1. Show that the equation 2(x) -1 - sinx = 0 has exactly one real root
2007-11-15 08:57:55 · 2 answers · asked by brobo8 1 in Science & Mathematics ➔ Mathematics
Rolle's Theorem says that if a function f has two roots, a and b, where
f(a) = f(b) = 0,
then somewhere between a and b there exists a number c such that f'(c) = 0.
So if there is no point at which the derivative f'(x) is equal to 0, then f cannot have two roots a and b.
Given the function
f(x) = 2x - 1 - sin x
we differentiate to get
f'(x) = 2 - cos x
Obviously f'(x) can never be zero, since cos x is always between (or equal to) 1 and -1.
So, by Rolle's theorem, f(x) cannot have two roots.
But f(-1) < 0 and f(1) > 0, so by the mean value theorem,
there must be a root r between -1 and 1 where
f(r) = 0
So, there is at least one root, but there cannot be two roots.
Therefore the number of roots must be exactly one.
2007-11-15 10:07:18 · answer #1 · answered by jim n 4 · 0⤊ 0⤋
Notice that the derivative is 2 + cos x.
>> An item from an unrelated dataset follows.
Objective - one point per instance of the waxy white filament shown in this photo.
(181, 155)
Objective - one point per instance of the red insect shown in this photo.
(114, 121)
Since -1 <= cos x <= 1, this function is always increasing. At x = -1 the function is < 0, and at x = 3 the function > 0. Since it is continuous, it takes on the value 0 (between the negative value and the positive value). Since it is always increasing, it takes on the value 0 only once.
2007-11-15 18:36:13 · answer #2 · answered by Tony 7 · 0⤊ 0⤋